The trial will see Telstra plant around 158,000 native trees and shrubs, which is expected to store approximately 160,000 tonnes of carbon dioxide over the next 25 years.
This project – located within the traditional lands of the Anaiwan, Kamilaroi/Gomeroi First Nations peoples – will restore the land to its natural state and build resilience in the landscape to better withstand exacerbated drought and flood conditions in the future. But we don’t have the 65,000 years of ecological wisdom that could enable the full potential of this project to be realised. Our aspiration is to work with Traditional Owners to bridge this gap.
The project will also contribute to an important wildlife corridor between the Gwydir River and the Northern Tablelands. Telstra CEO Andrew Penn said the initiative was the next step in the company’s actions to address climate change.
“The climate change threat is escalating, and we are seeing the devastating consequences here and around the world. Urgent action is needed, and our ambition has to reflect the enormity of the challenge,” Mr Penn said.
Technology will play an important role in the project. Telstra is working with company AirSeed to explore seed planting using aerial drones and using its own Internet of Things (IoT) capability to monitor environmental conditions and weather predictions.
“Other technologies we intend to explore include the use of robotics and artificial intelligence to improve pest and weed management, and drones and sensors to monitor tree health and calculate the carbon stored in trees,” Mr Penn said.
“The trial also includes a partnership with Melbourne start-up Bardee to explore the use of a probiotic fertiliser produced by maggots to avoid methane emissions otherwise arising from food waste decay.”
Mr Penn said as one of the largest energy users in the nation, Telstra has a responsibility to play a leadership role in reducing its own impact, but also in helping others to act.
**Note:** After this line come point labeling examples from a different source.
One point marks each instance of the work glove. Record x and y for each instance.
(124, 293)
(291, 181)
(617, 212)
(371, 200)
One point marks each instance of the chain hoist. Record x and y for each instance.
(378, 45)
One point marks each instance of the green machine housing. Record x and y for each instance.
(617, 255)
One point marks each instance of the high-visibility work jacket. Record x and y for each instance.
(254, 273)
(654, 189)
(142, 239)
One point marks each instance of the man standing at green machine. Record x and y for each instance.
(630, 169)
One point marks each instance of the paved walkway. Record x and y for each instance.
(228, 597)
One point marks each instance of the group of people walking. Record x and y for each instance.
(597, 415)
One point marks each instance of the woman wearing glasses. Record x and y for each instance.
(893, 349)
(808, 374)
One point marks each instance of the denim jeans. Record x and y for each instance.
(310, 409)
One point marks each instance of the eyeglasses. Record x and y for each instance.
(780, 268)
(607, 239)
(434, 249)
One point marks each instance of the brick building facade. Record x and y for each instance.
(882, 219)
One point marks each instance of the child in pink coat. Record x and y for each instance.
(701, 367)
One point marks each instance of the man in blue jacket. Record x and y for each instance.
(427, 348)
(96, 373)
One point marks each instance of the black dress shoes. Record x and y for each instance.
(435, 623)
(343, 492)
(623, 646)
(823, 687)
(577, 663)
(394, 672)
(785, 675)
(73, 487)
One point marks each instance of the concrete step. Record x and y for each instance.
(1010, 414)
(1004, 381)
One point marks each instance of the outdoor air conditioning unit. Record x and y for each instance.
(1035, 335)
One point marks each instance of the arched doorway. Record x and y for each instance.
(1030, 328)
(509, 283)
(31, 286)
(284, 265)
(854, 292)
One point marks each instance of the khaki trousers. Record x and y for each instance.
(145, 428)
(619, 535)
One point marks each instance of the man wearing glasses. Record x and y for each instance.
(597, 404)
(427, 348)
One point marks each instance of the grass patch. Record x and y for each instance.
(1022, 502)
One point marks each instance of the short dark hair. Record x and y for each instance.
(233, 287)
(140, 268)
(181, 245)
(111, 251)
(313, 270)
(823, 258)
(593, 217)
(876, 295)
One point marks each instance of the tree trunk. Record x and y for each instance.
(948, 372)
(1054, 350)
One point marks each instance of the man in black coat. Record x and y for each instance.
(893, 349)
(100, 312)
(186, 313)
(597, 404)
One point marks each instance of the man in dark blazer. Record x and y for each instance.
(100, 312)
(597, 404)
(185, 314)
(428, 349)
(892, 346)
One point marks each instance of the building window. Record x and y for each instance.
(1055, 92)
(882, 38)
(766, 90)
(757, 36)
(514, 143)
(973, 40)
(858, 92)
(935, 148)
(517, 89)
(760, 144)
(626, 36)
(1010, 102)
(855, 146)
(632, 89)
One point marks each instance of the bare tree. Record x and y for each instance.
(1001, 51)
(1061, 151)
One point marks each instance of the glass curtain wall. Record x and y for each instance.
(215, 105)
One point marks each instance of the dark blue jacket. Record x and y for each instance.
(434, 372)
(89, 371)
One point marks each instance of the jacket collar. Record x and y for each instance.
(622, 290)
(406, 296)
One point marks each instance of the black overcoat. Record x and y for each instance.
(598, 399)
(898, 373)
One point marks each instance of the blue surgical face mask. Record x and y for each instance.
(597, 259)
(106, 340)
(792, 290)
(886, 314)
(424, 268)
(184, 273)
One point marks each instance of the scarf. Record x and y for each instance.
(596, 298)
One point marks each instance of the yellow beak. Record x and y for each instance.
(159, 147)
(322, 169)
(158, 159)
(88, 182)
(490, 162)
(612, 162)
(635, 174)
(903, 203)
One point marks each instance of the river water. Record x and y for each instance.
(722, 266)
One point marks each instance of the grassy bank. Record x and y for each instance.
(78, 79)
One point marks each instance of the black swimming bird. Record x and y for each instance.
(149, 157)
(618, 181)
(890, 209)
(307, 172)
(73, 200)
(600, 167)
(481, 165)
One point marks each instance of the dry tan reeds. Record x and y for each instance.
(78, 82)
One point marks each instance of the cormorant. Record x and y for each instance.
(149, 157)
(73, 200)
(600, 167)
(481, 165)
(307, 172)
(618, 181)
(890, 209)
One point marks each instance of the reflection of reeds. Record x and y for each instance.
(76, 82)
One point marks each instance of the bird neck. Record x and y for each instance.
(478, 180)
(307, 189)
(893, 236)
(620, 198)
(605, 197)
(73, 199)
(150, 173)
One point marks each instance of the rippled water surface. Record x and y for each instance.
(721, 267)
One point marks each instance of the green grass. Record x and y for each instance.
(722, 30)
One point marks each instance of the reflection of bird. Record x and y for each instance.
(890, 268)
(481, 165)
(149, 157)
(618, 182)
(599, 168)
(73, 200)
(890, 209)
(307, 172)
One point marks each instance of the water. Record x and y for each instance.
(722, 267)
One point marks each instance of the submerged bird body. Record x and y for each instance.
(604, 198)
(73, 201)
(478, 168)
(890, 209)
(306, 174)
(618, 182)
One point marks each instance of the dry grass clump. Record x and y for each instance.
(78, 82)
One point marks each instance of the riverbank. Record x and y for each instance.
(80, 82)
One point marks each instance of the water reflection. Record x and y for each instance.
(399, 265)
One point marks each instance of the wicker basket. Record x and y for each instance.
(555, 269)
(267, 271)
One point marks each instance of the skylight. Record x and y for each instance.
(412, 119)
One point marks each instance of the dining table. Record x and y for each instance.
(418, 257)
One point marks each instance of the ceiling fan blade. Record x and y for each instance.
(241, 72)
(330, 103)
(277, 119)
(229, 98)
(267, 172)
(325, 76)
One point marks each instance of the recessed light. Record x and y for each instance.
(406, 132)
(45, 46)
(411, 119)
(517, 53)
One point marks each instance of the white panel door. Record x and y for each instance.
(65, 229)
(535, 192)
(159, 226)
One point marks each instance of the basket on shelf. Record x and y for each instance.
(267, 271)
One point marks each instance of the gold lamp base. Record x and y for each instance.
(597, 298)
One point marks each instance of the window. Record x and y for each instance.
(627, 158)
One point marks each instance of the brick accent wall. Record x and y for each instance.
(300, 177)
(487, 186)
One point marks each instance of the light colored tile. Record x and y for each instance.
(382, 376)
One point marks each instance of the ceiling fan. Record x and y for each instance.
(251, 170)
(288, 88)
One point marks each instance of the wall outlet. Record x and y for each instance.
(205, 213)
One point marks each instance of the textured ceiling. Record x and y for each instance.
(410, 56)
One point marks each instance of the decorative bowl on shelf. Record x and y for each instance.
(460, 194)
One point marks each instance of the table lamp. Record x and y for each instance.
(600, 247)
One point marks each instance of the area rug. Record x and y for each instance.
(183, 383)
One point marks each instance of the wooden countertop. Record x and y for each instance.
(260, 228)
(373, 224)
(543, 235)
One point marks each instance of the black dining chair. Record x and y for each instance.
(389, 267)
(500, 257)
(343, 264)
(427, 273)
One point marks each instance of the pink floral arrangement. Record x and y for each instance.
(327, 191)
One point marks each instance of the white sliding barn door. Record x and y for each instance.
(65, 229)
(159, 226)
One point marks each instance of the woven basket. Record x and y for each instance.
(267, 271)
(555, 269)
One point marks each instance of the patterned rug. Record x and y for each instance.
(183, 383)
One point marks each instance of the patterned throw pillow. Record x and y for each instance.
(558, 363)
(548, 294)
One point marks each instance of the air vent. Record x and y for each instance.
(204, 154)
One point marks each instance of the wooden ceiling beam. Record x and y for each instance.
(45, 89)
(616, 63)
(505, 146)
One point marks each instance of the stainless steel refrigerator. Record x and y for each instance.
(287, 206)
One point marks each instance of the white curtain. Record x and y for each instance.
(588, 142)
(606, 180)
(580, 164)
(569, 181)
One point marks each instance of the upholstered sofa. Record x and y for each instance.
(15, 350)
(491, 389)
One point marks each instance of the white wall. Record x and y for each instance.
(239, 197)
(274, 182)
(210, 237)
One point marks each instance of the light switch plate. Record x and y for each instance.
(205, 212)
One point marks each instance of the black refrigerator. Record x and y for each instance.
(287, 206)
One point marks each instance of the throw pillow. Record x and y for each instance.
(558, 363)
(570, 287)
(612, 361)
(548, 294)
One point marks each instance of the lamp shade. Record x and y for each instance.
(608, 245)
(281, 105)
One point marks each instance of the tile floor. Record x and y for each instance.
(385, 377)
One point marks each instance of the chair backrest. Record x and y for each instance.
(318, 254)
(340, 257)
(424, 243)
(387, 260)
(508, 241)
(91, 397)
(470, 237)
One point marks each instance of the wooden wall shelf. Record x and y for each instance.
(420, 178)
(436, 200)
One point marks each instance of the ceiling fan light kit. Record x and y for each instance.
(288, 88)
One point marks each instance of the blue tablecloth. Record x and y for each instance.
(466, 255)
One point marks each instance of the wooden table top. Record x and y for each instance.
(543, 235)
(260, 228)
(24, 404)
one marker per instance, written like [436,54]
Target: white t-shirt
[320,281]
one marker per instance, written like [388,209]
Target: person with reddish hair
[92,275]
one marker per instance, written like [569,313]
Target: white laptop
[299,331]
“Through the use of technology, we are investing in innovative land management methods to accelerate carbon sequestration at scale. This could potentially benefit other sectors such as agri-business.
“This is a first for any Australian telco and we are hopeful the initiative and technologies we are piloting will help other companies increase their involvement in the Australian carbon market.”
The reforestation pilot is part of Telstra’s broader Environment Strategy, which includes an ambition to enable renewable energy generation equivalent to 100 per cent of its energy consumption by 2025 and reduce its absolute scope 1, 2 and 3 emissions by 50 per cent by 2030.